Les bonnes gens d’Ypres se persuadaient qu’ils passeraient loin de la ville ; chacun s’endormait sans crainte. Le vieux Barnabé allait chaque jour à la Châtelainie parcourir les journaux, faire une partie de billard. Sylvain prenait bien un peu d’inquiétude aux récits des blessés qui venaient s’abattre dans sa clinique, mais il n’en laissait pas moins ses fillettes au pensionnat, personne à Ypres ne pouvant s’imaginer que la guerre changerait le cours de ses paisibles habitudes.

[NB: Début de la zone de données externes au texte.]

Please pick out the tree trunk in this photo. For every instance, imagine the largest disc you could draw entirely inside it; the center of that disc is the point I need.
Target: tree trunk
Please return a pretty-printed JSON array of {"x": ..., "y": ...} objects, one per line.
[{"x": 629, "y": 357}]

Un dimanche matin, après l’heure de la messe, Philippe accompagna Mme Claveaux, qui allait voir ses fillettes au couvent. C’était un couvent très ancien, situé dans une rue silencieuse, bordée de beaux hôtels du siècle de Louis XV. Le portail s’élevait, en forme de chapelle, entre des murs de briques rouges et des bâtiments modernes d’un style déplorablement banal.

Il n’en était pas moins réputé. On y recevait « la meilleure éducation » ; des sœurs irlandaises y maintenaient une tradition morale, qui remontait à Jacques II d’Angleterre. Aussi régnait-il sur le couvent un certain parfum d’aristocratie, et c’était un privilège que d’être admis à le respirer.